There are also opportunities to strengthen an EAP after it is implemented. Based on research in the field, the EAP Business Value Model describes three major ways that EAP’s can provide value to organizations: Workplace Performance Value includes cost savings from improvements in employee productivity, absence and other human capital areas after employees use the EAP; Benefit Cost Value includes cost savings from reduced claims costs in health care, disability and other employee benefits after high-risk individuals use the EAP and are referred or comanaged with other programs, and Organizational Value cost savings from safety and risk management, critical incidents, management consultations, and improved organizational development.
EAPs yielding the most business value are those that include all three conceptual areas from the value model. This level of value is achieved when the EAP is set up so that it is able to share operational data and larger organizational goals and objectives with other programs, such as work-life, disease management, disability management and return to work, workers’ compensation, wellness and preventive services, occupational health, human capital, absence management, and organizational development.
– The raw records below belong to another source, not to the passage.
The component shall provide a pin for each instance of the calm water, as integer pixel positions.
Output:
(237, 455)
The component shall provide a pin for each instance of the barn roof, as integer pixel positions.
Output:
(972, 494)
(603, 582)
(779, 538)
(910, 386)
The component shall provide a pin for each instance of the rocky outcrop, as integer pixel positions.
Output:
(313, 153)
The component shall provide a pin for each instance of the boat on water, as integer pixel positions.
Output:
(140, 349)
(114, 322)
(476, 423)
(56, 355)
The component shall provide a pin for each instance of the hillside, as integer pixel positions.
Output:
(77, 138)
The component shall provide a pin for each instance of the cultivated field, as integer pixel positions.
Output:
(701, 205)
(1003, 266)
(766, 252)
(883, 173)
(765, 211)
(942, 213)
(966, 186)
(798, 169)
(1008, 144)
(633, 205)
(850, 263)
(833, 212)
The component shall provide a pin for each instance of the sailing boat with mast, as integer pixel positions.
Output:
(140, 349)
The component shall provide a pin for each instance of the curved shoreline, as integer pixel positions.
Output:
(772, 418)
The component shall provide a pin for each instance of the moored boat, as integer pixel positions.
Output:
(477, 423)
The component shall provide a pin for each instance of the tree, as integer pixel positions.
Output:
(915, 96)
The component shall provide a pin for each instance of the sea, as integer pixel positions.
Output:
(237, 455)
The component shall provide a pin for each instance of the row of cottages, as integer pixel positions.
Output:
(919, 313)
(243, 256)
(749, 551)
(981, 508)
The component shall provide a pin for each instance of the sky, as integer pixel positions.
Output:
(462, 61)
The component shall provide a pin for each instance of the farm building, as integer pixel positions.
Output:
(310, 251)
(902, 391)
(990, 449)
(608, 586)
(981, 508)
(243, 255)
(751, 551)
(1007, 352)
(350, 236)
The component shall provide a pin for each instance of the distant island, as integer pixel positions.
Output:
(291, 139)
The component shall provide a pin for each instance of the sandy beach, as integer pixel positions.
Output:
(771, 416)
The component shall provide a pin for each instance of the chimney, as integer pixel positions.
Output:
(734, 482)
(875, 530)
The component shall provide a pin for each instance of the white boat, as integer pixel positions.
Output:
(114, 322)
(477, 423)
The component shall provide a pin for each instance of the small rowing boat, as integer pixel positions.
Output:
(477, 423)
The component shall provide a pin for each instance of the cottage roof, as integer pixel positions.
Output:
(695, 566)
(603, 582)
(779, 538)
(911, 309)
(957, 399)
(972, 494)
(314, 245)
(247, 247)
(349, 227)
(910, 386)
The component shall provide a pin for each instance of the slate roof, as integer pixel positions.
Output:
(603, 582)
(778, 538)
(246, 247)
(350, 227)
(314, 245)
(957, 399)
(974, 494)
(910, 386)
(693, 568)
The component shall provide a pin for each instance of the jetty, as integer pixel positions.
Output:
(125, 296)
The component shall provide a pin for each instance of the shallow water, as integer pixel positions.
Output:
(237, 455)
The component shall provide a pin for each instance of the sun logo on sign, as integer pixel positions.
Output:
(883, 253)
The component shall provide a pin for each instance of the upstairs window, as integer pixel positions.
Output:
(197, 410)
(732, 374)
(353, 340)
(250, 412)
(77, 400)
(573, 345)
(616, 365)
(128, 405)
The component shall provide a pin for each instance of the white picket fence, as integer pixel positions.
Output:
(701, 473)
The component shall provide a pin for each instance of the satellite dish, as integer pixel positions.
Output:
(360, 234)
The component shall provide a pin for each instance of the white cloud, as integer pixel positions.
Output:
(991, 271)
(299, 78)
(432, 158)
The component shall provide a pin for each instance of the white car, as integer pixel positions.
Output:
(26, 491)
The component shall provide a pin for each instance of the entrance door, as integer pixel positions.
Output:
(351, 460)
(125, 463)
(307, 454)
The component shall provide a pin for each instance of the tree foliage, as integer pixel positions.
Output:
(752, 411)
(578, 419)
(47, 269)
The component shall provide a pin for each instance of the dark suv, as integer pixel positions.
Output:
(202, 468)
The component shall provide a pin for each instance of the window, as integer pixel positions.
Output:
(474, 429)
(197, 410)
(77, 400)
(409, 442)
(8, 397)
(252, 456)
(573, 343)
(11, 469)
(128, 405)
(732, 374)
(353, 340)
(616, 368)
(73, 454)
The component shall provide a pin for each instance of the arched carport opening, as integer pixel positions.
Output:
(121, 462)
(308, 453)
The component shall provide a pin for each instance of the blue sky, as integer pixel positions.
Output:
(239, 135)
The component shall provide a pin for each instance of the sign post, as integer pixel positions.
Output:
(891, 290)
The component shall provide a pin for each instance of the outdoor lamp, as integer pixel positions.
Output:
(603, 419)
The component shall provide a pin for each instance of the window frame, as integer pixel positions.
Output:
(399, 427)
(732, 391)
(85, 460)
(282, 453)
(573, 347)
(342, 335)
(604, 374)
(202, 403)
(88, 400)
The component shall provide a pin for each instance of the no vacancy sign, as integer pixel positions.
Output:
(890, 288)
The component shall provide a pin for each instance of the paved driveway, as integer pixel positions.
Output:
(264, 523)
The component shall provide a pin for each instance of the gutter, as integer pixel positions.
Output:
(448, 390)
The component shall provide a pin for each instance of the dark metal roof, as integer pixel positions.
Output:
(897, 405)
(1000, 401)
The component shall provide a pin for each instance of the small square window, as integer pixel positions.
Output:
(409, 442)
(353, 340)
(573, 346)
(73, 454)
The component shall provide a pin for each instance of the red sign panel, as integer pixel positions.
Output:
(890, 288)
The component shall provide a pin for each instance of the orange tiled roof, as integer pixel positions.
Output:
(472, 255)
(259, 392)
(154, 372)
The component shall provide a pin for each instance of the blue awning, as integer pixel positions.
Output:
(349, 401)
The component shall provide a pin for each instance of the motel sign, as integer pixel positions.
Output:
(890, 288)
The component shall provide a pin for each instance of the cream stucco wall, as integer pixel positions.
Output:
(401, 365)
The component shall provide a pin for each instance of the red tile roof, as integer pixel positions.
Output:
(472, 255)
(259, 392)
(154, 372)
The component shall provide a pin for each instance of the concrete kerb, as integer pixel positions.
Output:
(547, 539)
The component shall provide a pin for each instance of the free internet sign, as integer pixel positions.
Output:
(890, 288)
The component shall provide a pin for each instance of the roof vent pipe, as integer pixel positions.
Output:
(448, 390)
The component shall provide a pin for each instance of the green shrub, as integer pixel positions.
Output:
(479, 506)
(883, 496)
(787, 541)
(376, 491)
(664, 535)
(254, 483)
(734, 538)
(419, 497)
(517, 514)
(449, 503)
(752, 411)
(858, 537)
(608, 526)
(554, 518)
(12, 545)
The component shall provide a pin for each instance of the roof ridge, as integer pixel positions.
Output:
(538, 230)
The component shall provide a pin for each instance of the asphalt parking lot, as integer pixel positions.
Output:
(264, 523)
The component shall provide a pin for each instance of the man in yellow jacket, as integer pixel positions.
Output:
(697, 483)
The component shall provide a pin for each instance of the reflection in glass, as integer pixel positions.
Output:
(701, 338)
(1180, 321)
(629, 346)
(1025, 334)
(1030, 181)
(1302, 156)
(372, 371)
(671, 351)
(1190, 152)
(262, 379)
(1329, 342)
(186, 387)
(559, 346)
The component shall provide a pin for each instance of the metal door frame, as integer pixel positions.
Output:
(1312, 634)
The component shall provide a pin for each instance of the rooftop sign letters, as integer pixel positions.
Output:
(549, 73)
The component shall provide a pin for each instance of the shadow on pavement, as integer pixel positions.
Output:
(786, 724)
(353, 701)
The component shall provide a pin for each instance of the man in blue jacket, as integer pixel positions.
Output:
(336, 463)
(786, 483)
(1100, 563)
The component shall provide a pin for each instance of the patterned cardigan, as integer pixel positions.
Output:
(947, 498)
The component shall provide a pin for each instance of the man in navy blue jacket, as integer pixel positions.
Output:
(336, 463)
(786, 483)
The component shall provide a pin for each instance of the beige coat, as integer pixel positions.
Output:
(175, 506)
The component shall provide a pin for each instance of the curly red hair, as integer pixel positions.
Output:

Ideally, the EAP is encouraged to have a more proactive and strategic role within the organization as well as a reactive role in responding to individual and workplace problems.
EAPs differ greatly in their integration with and support of the workplace. When purchasing an EAP, make sure to identify the level of workplace support, the degree of program integration, and the range of services that will yield the most benefit to the organization, management, and employees.
In the Appendices, the Guide offers a brief history of EAPs, identifies many EAP resources (recent reports and supportive organizations), questions from a sample request for proposal for EAP, questions from a sample external audit of an EAP provider, and a large glossary of terms.